EDITOR'S COLUMN: Mount Saint Helens finally speaks

We spent the weekend at Mount St. Helens where we accomplished a reportorial coup by gaining an exclusive interview with the giant steaming molehill.

Reporter: First, the name. Are you really a saint, and why the plural?” Are you two Helens, or one with a split personality?

St. Helens: According to “Catholic Online,” St. Helen was a martyred virgin. Maybe I’m two martyred virgins, but I don’t know. I can’t imagine who may have martyred us. The confusion makes me so mad that I could explode. My psychiatrist says my volcanic activity may by a symptom of my identity crisis.

Reporter: Speaking of your volcanic activity, a lot has changed since your last big one in 1980. If you lived in Island County today, you couldn’t even explode without a burning permit, unless you kept the explosion less than 4-feet in diameter. Even your steam venting on Saturday could have resulted in a big fine had the sheriff been driving by.

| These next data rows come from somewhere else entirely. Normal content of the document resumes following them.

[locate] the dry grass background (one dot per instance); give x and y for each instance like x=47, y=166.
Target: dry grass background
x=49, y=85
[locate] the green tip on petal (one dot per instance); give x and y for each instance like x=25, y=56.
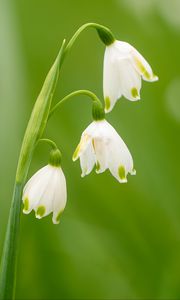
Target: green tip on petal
x=40, y=212
x=55, y=158
x=26, y=205
x=133, y=172
x=76, y=152
x=134, y=92
x=122, y=174
x=107, y=103
x=58, y=217
x=142, y=69
x=98, y=166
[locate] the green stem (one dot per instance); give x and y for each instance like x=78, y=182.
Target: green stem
x=104, y=33
x=9, y=256
x=73, y=94
x=50, y=142
x=34, y=131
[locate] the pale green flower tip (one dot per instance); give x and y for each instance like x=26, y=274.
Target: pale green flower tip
x=56, y=220
x=107, y=104
x=76, y=153
x=133, y=172
x=155, y=78
x=98, y=167
x=135, y=93
x=26, y=206
x=123, y=180
x=40, y=212
x=122, y=174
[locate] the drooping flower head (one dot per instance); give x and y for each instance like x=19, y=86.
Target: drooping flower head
x=45, y=192
x=102, y=146
x=124, y=67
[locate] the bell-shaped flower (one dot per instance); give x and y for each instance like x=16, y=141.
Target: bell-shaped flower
x=123, y=68
x=46, y=192
x=100, y=144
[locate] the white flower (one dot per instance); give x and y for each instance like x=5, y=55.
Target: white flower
x=46, y=192
x=123, y=68
x=100, y=144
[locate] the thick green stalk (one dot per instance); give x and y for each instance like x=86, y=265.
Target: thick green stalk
x=73, y=94
x=104, y=33
x=97, y=107
x=34, y=131
x=10, y=251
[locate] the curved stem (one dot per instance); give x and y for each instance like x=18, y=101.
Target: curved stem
x=104, y=33
x=75, y=93
x=50, y=142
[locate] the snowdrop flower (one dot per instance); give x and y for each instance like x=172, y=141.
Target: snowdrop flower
x=100, y=144
x=123, y=68
x=46, y=191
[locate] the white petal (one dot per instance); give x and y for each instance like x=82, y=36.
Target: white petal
x=35, y=188
x=60, y=196
x=101, y=154
x=86, y=138
x=142, y=66
x=45, y=202
x=111, y=84
x=130, y=80
x=119, y=157
x=87, y=160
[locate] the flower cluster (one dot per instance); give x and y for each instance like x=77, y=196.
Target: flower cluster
x=100, y=144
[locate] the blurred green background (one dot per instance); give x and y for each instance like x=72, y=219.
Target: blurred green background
x=114, y=241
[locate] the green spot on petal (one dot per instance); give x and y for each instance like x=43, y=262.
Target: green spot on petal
x=107, y=103
x=26, y=204
x=122, y=173
x=147, y=75
x=40, y=211
x=98, y=166
x=134, y=92
x=58, y=217
x=76, y=152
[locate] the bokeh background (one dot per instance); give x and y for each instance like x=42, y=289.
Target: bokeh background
x=114, y=241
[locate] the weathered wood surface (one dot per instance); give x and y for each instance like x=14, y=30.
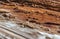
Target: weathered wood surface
x=29, y=19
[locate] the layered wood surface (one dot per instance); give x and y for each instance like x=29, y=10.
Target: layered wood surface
x=43, y=15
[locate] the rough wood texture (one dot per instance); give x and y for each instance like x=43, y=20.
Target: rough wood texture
x=29, y=19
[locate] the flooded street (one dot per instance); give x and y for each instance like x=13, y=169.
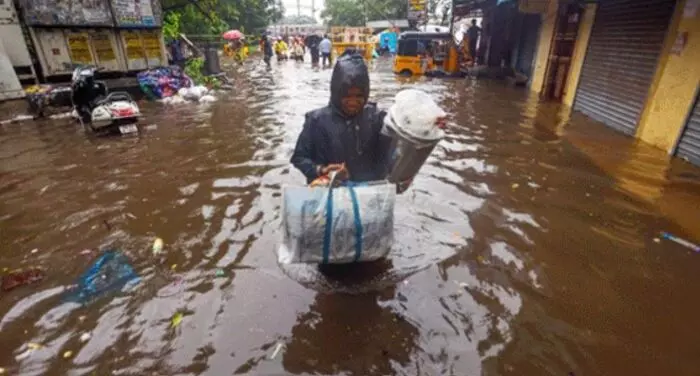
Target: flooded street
x=527, y=245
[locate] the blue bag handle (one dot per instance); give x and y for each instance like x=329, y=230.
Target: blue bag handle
x=329, y=219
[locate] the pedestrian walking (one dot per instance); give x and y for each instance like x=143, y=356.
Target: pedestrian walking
x=325, y=47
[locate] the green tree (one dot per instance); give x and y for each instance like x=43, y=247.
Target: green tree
x=356, y=12
x=216, y=16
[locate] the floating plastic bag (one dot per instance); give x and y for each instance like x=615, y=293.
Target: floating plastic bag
x=339, y=225
x=109, y=272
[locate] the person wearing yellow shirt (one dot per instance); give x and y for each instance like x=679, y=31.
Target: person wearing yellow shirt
x=281, y=49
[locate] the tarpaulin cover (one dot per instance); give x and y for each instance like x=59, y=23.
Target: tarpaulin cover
x=163, y=82
x=336, y=226
x=109, y=272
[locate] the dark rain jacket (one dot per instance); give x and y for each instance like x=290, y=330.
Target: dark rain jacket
x=329, y=136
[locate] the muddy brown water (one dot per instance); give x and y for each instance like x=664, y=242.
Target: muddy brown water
x=525, y=246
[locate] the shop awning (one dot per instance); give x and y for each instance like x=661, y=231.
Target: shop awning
x=463, y=8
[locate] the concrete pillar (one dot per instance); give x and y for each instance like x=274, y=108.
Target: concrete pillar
x=675, y=84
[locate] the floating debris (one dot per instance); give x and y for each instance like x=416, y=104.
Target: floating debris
x=277, y=350
x=176, y=320
x=111, y=271
x=683, y=242
x=157, y=246
x=34, y=346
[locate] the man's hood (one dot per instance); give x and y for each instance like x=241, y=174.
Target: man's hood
x=350, y=71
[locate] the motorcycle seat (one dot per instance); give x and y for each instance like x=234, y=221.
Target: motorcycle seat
x=114, y=97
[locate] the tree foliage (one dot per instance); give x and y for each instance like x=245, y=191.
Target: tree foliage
x=202, y=17
x=357, y=12
x=297, y=20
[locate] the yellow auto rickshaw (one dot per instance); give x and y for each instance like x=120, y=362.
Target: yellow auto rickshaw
x=425, y=53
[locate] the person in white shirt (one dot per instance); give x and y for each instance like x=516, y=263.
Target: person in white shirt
x=325, y=48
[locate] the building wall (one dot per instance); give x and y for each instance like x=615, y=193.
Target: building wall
x=584, y=35
x=549, y=19
x=675, y=84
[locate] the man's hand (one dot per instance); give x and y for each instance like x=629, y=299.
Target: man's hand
x=339, y=168
x=403, y=186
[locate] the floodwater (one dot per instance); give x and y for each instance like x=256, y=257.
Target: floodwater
x=528, y=245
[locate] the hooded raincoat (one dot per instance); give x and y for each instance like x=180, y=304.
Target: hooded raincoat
x=330, y=136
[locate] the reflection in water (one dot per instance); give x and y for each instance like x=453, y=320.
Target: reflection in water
x=355, y=334
x=524, y=247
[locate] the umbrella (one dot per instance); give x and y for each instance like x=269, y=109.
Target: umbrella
x=233, y=35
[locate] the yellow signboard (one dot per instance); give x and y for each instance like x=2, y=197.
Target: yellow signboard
x=151, y=42
x=79, y=48
x=103, y=47
x=134, y=47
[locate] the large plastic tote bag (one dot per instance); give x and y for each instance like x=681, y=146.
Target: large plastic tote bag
x=341, y=225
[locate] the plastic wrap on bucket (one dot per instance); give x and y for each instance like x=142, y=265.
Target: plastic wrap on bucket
x=411, y=123
x=336, y=226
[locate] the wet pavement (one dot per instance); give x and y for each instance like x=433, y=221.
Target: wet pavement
x=528, y=245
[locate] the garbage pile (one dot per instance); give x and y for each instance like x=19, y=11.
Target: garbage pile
x=171, y=86
x=192, y=94
x=163, y=82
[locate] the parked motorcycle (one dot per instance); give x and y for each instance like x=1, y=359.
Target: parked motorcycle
x=99, y=110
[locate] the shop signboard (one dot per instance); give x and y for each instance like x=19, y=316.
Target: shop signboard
x=137, y=13
x=154, y=48
x=135, y=54
x=417, y=10
x=104, y=48
x=67, y=12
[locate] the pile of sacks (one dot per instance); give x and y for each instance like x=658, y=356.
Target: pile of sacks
x=191, y=94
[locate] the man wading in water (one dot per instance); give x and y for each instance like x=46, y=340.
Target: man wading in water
x=346, y=135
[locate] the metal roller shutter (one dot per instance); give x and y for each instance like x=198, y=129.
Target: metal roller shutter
x=626, y=41
x=689, y=144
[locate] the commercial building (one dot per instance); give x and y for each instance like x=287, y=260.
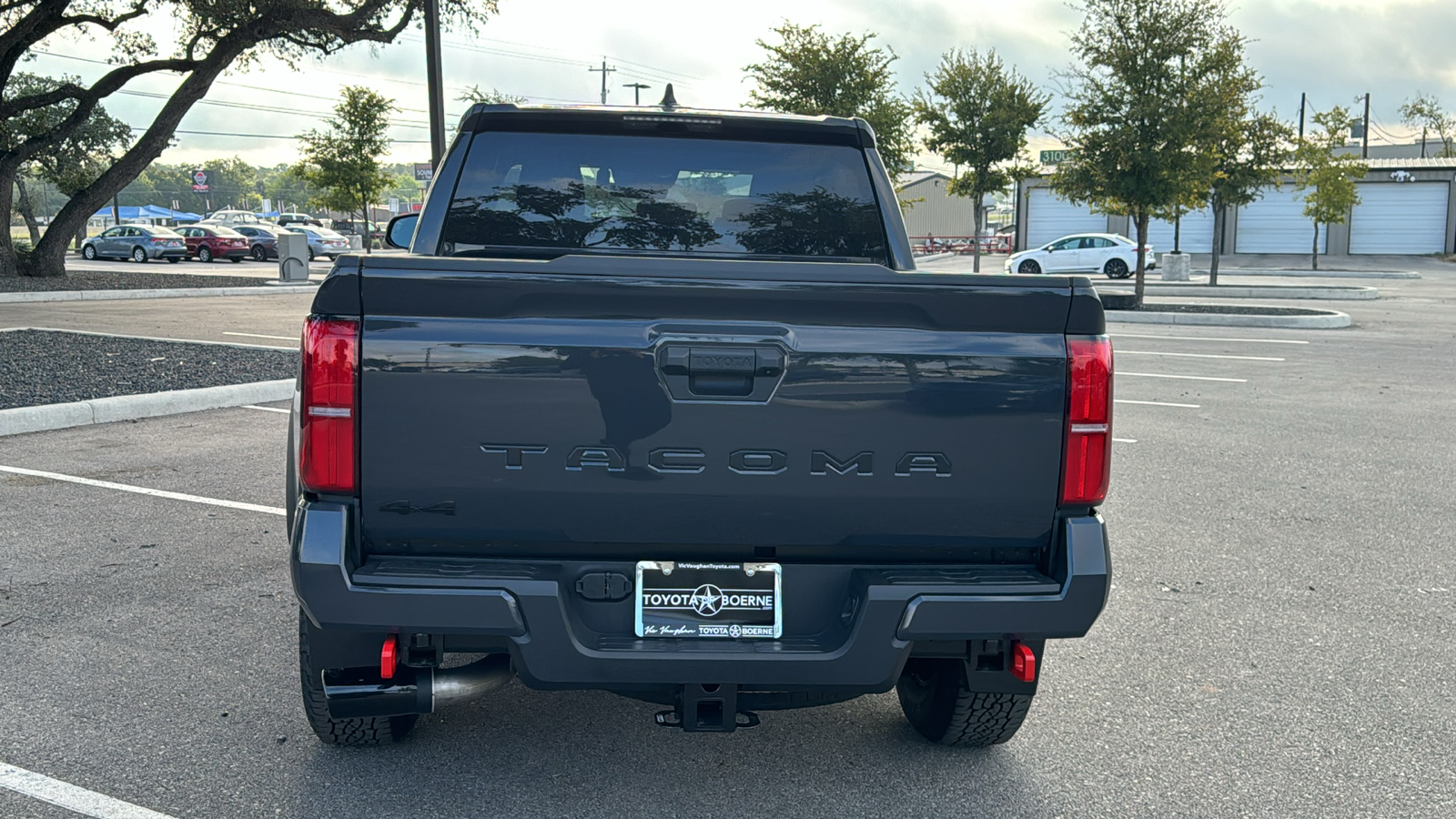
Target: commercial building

St. Helens: Tell me about it. I’ve already heard from the Northwest Air Pollution Authority. That’s why my latest eruption didn’t happen last weekend. I was filling out the paperwork.

Reporter: I didn’t know the air pollution monitors were so tough.

St. Helens: That’s not the half of it. I’m surrounded by salmon streams and they say if I pour any ash into them my caldera is cooked. I can’t pollute the sky or the water. Being a volcano isn’t half the fun it used to be.

Reporter: There must still be some benefit to exploding, or you wouldn’t be fixing to do it again.

St. Helens: Oh, the explosive blast feels great; it relieves that inner stress that’s been building up for so long. And while we do have a noise ordinance in this area, someone has to complain before the authorities will enforce it, just like they do in Island County. As we volcanoes say, “Only survivors complain.” Ha, ha.

Reporter: Back in ‘80, you instantly clearcut thousands of acres of trees and destroyed numerous homesteads. Aren’t the authorities hassling you about that this time around?

St. Helens: No, bless their hearts. They’re not at all interested in what happens to people’s property rights. I can bury their property in a mile of mud and nobody cares, as long as I avoid the salmon streams.

Reporter: What about the clearcutting? In Island County you can’t clearcut unless you sign a form clearly stating that’s what you’re going to do.

St. Helens: It’s been almost 25 years since my last big blast, but clearcutting is still fine with the state. Particularly since I wiped out all my spotted owls last time around. The state will simply harvest the downed trees, which are quite scratchy when they’re growing on my sides, and use the proceeds to build more schools where kids will learn the importance of the environment.

Reporter: How about all these TV crews and newspaper people parked on your sides these last few days. Aren’t they scratchy, too?

St. Helens: Yes, they’re like fleas, and I’m like a big dog about to shake them off.

Reporter: You don’t need a permit to wipe out reporters?

St. Helens: Actually, that’s the one activity the state still encourages. Don’t even need a permit.